Sementara itu, pendamping hukum Sri Indarti, Muhammad Rauf menyatakan langkah mediasi dapat diupayakan setelah pihak terlapor mengakui kesalahan dalam perbuatannya. Ia juga masih menunggu penyelidikan dari pihak kepolisian untuk kemungkinan restorative justice.
“Prinsipnya jika pihak Terlapor sudah mau berkomunikasi dengan Ibu sebagai Pelapor dan mengakui bahwa perbuatannya salah mungkin akan diupayakan langkah mediasi,” ungkapnya.
Ia pun menyangkal tuduhan anti kritik yang dilayangkan ke Rektor Sri Indarti. Baginya penerapan IPI dan UKT sudah dipikirkan matang oleh jajaran petinggi Unri. Landasan yuridisnya pun jelas pada Permendikbudristek Nomor 2 Tahun 2024.
Rauf menganggap kasus ini sudah menyerang ranah personal.
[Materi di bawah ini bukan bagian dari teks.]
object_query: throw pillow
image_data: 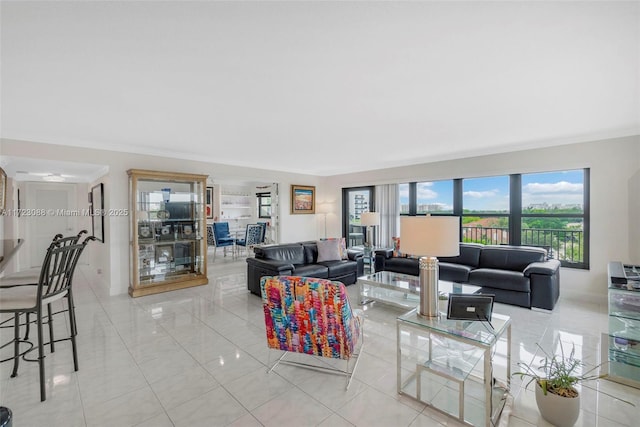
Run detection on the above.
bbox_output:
[391,237,407,258]
[322,237,349,259]
[316,239,342,262]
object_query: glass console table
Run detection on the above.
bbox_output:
[356,271,480,311]
[396,310,511,427]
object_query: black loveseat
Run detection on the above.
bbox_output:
[247,242,364,295]
[375,243,560,310]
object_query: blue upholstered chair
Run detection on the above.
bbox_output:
[213,222,236,261]
[258,222,267,243]
[236,224,264,256]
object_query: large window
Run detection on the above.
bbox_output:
[520,169,589,267]
[342,187,375,247]
[461,176,510,245]
[399,169,589,269]
[416,180,453,215]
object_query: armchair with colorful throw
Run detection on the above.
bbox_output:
[260,276,364,389]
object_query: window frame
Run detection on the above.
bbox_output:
[256,191,271,219]
[400,167,591,270]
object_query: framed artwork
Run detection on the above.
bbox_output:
[89,182,104,243]
[0,168,5,214]
[204,187,213,219]
[291,185,316,214]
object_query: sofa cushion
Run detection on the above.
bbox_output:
[438,243,484,268]
[254,244,304,264]
[438,262,472,283]
[320,237,349,259]
[293,264,329,279]
[302,242,318,264]
[385,257,420,276]
[469,268,531,292]
[319,260,354,279]
[316,240,342,262]
[478,245,547,272]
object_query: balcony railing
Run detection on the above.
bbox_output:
[462,226,585,266]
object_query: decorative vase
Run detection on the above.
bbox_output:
[536,384,580,427]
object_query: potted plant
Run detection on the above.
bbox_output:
[513,342,633,427]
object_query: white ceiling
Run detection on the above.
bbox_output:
[0,1,640,175]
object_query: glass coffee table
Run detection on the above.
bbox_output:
[396,309,511,427]
[357,271,480,308]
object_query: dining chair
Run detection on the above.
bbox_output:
[213,222,236,261]
[0,236,95,401]
[0,230,89,352]
[236,224,263,256]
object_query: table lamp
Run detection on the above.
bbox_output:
[400,216,460,317]
[360,212,380,247]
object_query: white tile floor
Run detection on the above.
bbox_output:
[0,257,640,427]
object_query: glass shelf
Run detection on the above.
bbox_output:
[128,169,208,297]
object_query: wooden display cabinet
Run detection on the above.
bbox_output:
[127,169,208,297]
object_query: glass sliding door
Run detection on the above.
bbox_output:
[342,186,375,247]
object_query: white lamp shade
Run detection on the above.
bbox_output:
[360,212,380,226]
[400,216,460,257]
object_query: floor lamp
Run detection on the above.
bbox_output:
[360,212,380,247]
[400,216,460,317]
[316,202,332,239]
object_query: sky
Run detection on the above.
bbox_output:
[400,169,584,211]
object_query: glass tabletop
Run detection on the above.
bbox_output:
[398,309,511,346]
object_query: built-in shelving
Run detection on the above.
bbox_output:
[601,261,640,388]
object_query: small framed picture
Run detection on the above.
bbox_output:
[159,224,175,240]
[291,185,316,214]
[180,222,196,239]
[156,245,173,264]
[138,222,154,240]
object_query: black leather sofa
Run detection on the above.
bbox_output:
[375,243,560,310]
[247,242,364,295]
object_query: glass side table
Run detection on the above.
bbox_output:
[396,310,511,427]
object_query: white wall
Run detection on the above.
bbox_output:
[6,136,640,299]
[0,139,318,295]
[321,136,640,300]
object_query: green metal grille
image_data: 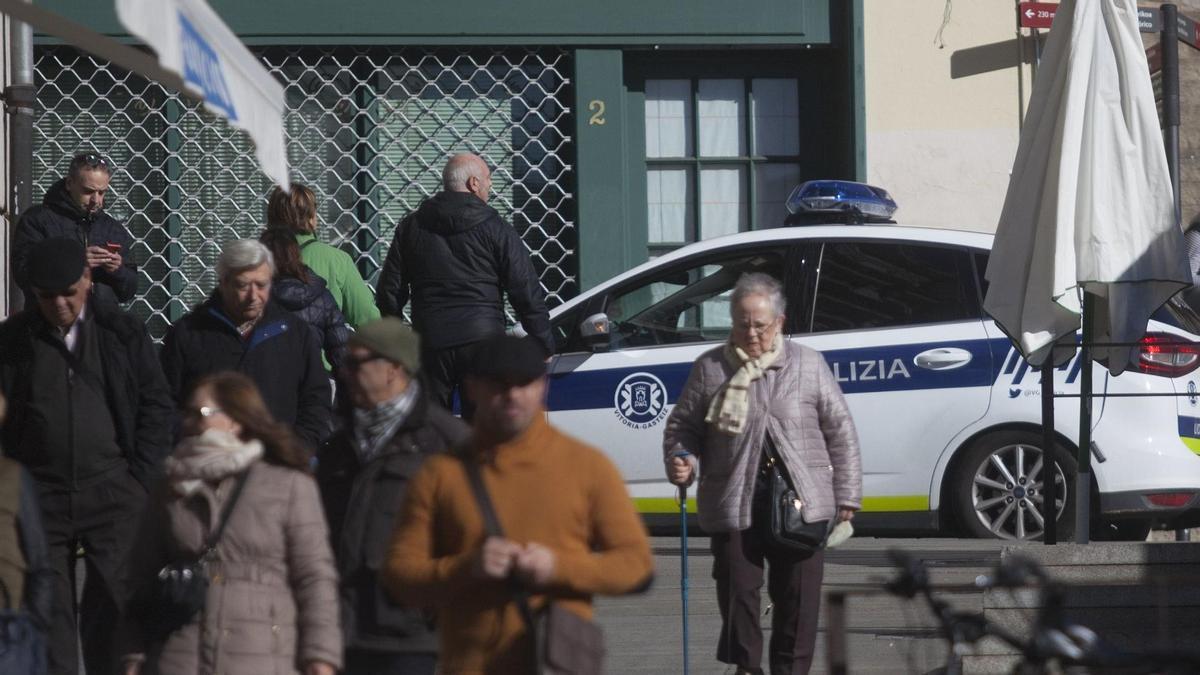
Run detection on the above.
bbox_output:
[34,46,577,339]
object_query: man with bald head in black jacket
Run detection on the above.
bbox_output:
[377,153,554,419]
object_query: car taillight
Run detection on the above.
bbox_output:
[1146,492,1192,508]
[1138,333,1200,377]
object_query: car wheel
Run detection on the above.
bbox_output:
[953,431,1075,540]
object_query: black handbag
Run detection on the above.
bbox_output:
[763,438,829,555]
[0,583,47,675]
[462,458,605,675]
[138,468,250,643]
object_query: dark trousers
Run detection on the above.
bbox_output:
[38,467,145,675]
[421,342,478,422]
[342,650,438,675]
[712,475,824,675]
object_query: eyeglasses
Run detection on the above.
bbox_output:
[68,153,113,174]
[71,153,108,167]
[184,406,224,417]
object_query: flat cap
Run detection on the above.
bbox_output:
[467,335,546,384]
[349,316,421,375]
[25,237,88,291]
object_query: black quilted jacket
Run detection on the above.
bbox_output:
[278,269,350,370]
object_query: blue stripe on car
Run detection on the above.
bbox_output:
[547,339,1008,411]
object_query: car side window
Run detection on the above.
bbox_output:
[811,241,980,333]
[605,251,784,350]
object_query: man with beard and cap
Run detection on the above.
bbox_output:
[0,238,174,674]
[317,317,467,675]
[12,153,138,305]
[382,335,654,675]
[377,153,554,419]
[160,239,334,448]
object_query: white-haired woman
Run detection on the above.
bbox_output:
[662,273,862,675]
[161,239,331,446]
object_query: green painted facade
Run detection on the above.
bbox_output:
[37,0,830,44]
[36,0,865,288]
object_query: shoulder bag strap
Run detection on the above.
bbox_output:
[460,455,538,643]
[200,467,251,560]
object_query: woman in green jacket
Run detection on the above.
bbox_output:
[266,183,379,329]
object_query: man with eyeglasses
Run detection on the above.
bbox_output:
[12,153,138,305]
[0,238,174,674]
[317,317,468,675]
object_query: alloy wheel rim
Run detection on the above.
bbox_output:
[971,443,1067,540]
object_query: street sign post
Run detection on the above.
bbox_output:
[1016,2,1058,29]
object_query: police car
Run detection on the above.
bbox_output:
[547,225,1200,539]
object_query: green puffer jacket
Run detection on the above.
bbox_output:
[296,234,379,329]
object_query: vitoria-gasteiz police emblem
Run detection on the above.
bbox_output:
[613,372,667,429]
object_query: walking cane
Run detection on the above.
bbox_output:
[679,485,688,675]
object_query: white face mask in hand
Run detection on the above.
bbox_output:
[826,520,854,549]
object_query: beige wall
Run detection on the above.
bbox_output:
[863,0,1200,232]
[864,0,1031,232]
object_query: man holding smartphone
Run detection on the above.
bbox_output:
[12,153,138,305]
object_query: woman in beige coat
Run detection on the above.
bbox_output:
[120,372,342,675]
[662,274,862,675]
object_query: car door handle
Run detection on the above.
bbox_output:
[912,347,972,370]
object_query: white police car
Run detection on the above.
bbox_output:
[547,225,1200,539]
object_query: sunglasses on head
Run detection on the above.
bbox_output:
[71,153,112,168]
Sehingga, baginya wajar jika diambil langkah hukum. “Supaya yang bersangkutan mempertanggungjawabkan perbuatannya,” tutupnya.
Upaya Pembungkaman Gerakan Mahasiswa
Seiringan dengan terbitnya dua aturan baru dari Kemendikbudristekdikti, yaitu Permendikbudristek No. 2 tahun 2024 dan Kepmendikbudristek No. 54/P tahun 2024 memicu gelombang kenaikan UKT di sejumlah kampus negeri di Indonesia. Hal ini memantik protes dan penolakan dari mahasiswa, seperti di Unsoed, UNRI, UNM, UNNES, dan UIN Syarif Hidayatullah Jakarta.
Ketua Umum Serikat Mahasiswa Indonesia, Beni Agung menganggap aksi penolakan kenaikan UKT wajar saja terjadi dalam iklim universitas. Tapi bagi Beni, kriminalisasi terhadap Khariq malahan mengindikasikan sikap anti demokrasi dari pihak kampus. “Ini merupakan tindakan vulgar dari praktik anti demokrasi.”
“Kalau begini pihak kampus tidak berpikir berarti, alih-alih ajak dialog malah memakai UU ITE untuk kriminalisasi mahasiswanya,” lanjutnya.
Beni menyebut kriminalisasi Khariq merupakan tindakan politis untuk menyebarkan rasa takut kepada mahasiswa. Menurut Beni, kriminalisasi semacam ini nantinya akan berdampak ke gerakan mahasiswa, sebab memunculkan rasa takut yang menjangkiti sifat kritis mahasiswa terhadap kampus.
Baca juga: https://lpmdidaktika.com/pendidikan-itu-hak-bukan-barang-dagangan/
Beni juga melihat upaya kriminalisasi, seperti yang dialami Khariq justru menghilangkan informasi penting terkait UKT dan IPI. Menurutnya, pejabat kampus lebih baik menggelar diskusi secara terbuka terkait dua hal itu. “Bisa dikonfirmasi, apakah benar demikian sesuai yang dikritik oleh mahasiswa? Apa rasionalisasi IPI, besaran UKT, kenapa harus naik?”
“Tinggal disampaikan secara transparan, harusnya kan clear kalau gitu,” tutup Beni.
Sementara Lembaga Bantuan Hukum (LBH) Pekanbaru mengecam tindakan Sri Indarti. Kuasa hukum Khariq, Wilton Amos bersama tim menyatakan kritik Khariq merupakan wujud kebebasan berekspresi yang dilindungi undang-undang.
LBH Pekanbaru juga mendesak pihak Kemendikbudristek untuk mengambil sikap atas hal ini. Mereka pun mendesak rektor UNRI untuk mencabut laporannya.
“Kritik merupakan bagian dari kebebasan berekspresi yang oleh Konstitusi dijamin pengakuannya, sehingga terhadap Laporan Pengaduan yang ditujukan berbahaya bagi kebebasan berpendapat dan berpikir,” tulisnya.